Roger Lewis's mean-spirited and astonishingly egotistical biography is a travesty. It largely refuses to acknowledge Anthony Burgess's protean talent and wide-ranging artistic achievements. Lewis attempts to nail Burgess as an artistic charlatan masquerading as a great writer, and in the process reveals rather too much about his own personal prejudices and, one strongly suspects on the evidence here, writerly envy. It is, indeed, a somewhat dispiriting experience to read a book written with such admirable stylistic fluency and skill, that is at the same time so lacking in charm and objective generosity towards its subject.

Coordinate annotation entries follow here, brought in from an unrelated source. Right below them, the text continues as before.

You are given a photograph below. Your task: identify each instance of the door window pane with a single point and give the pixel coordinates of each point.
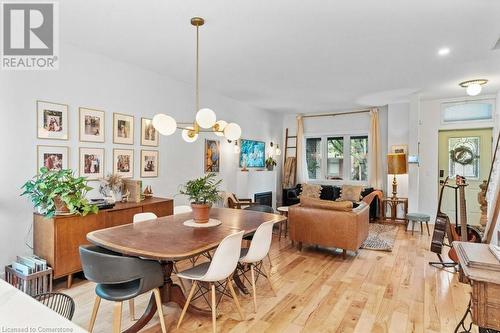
(313, 157)
(359, 158)
(335, 163)
(464, 157)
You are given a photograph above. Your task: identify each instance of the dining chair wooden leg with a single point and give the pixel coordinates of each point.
(97, 302)
(184, 290)
(268, 275)
(191, 292)
(254, 292)
(235, 299)
(131, 309)
(159, 307)
(214, 310)
(117, 317)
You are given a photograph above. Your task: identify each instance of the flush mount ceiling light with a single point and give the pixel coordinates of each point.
(205, 119)
(473, 87)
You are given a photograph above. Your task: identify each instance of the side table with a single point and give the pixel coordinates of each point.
(283, 211)
(393, 203)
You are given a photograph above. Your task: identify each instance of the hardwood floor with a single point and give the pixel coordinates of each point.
(317, 291)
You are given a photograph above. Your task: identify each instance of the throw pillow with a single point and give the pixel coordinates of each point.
(351, 193)
(310, 191)
(345, 206)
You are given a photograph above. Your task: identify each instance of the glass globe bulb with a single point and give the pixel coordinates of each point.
(205, 118)
(189, 135)
(473, 89)
(232, 131)
(219, 127)
(164, 124)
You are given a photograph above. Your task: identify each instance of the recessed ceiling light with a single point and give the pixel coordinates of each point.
(444, 51)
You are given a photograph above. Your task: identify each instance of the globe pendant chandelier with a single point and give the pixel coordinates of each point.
(205, 120)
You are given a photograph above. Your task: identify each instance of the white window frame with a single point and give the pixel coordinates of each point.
(324, 158)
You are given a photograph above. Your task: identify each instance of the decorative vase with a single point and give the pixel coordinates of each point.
(61, 207)
(201, 212)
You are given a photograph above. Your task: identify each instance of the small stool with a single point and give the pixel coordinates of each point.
(418, 217)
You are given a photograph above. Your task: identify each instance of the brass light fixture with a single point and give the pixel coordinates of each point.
(205, 120)
(473, 87)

Even the most partisan admirers of Burgess would, I'm sure, recognise the problematic nature of describing his legacy (see, for example, Lorna Sage's excellent obituary piece in her volume of selected journalism, Good As Her Word). Although he rests rather awkwardly in the neatly tended garden of post-war British novelists, it is precisely Burgess's European sensibility, his cross-cultural breadth and linguistic ambition, which makes him so fascinating a literary outsider. And his wearing of masks, both literary and personal, is all part of the creative inventiveness to be celebrated.

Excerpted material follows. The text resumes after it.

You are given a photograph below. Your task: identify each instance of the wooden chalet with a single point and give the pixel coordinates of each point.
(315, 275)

Tellingly, several of the relatively minor writers who Lewis cites in support of his critical-personal attacks (John Wain, John Bayley etc) are themselves products of the narrow Oxbridge academic world that Burgess disdained. And this biographer seems ever anxious to position himself socially alongside Burgess and his admired friend, Richard Ellmann, exceptional men both. One of the numerous subtle manifestations of this authorial status anxiety is the full page prominence afforded in the book to a photograph of a Telex message from Burgess to Lewis, confirming a theatre rendevous in Oxford. In this one telling image, Lewis, seemingly unable to decentre himself from his own work, manages both to namedrop his enviable sounding address, and to signal that a world famous author is contacting him to socialise. Meanwhile, the level of personal abuse aimed at Burgess just seems nasty and irrelevant to the story. As I reread Lewis's book, I was reminded of the compelling anecdotal evidence of Burgess's outstanding generosity and kindness as a journalistic book reviewer and as a teacher. I would recommend Andrew Biswell's biography as a serious and more scholarly alternative account of Burgess.